In Hebrews one of the grand narrative themes of the Old Testament, namely the exodus, emerges in a new form. The exodus-in which God brought his people out from Egypt to bring them to himself (Ex. 19:4)-was the defining feature of Israel's identity as a nation. If the Jews looked back to Abraham as their father, they regarded Moses as their greatest national leader. When Abraham's descendants entered Egypt, they were in total only 70 souls (Gen. 46:26; Ex. 1:5). When they left Egypt over four hundred years later they had gown to become a great nation (so Deut. 10:22). The exodus defined them, not only as Abraham's covenant descendants (the Lord defines himself to Moses by relation to Abraham in Ex. 3:15), but as his treasured possession in the earth (Ex. 19:5; Deut. 7:6; 14:2; 26:18). Indeed they were a nation taken out of the midst of Egypt and its worship (Deut. 4:34 cf. Ex. 12:12; Numb. 33:4), with Moses appointed as a shepherd of God to lead His flock out (Ps. 77:20; Is. 63:11).
The word ‘exodus' comes from the Greek ex (out, out of) o`dos (a way, path). It later came to be applied in a figurative sense to death, passing from this life to the next (as in 2 Peter 1:15), but the Old Testament content attached to the word was never lost, even in this use. In Luke 9:31 we see the word used in relation to Jesus' death, but its weight attaches to more than Jesus' physical death. In and through his death (as the Passover Lamb), Jesus was effecting the exodus of his people from their slavery.

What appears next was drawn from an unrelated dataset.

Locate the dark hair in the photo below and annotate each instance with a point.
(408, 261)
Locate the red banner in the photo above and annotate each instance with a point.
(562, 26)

The exodus pattern underlies the whole of Hebrews. Just as Israel was rescued by God's own direct action from Egypt and from slavery to Pharaoh; so the Church has been redeemed from bondage to death and slavery to Satan. God's Old Testament people were being led through the wilderness to the ‘resting place' (the land of Canaan itself, so Deut. 12:9); God's New Testament people are being led through the trials and tests of this world to the ultimate Sabbath Rest of God. Moses, faithful over the Old Testament household of God, led them like a shepherd; now we have the great and true Shepherd of the sheep leading us. Whereas the Old Testament people were redeemed by the means of a Passover sacrifice, we have a once for all sacrifice in Christ, who has provided a once for all redemption. The Old Testament people were led to Mt. Sinai, and ultimately on to Jerusalem; we are led to the heavenly Mt. Zion and to the city whose maker and builder is God. The Old Testament exodus established Israel's worship in the Tabernacle (and later Temple), but the New establishes a new worship in a new, heavenly sanctuary, under the leadership of a new High Priest, Jesus. In every detail the law, leadership, life and worship of Israel were ordered according to the covenant with Moses. Now, fittingly, a New Covenant has come, in which the Law is written on our hearts, the leadership of Christ is over his people, the life and worship of the people of God is governed by the Priest-King Jesus.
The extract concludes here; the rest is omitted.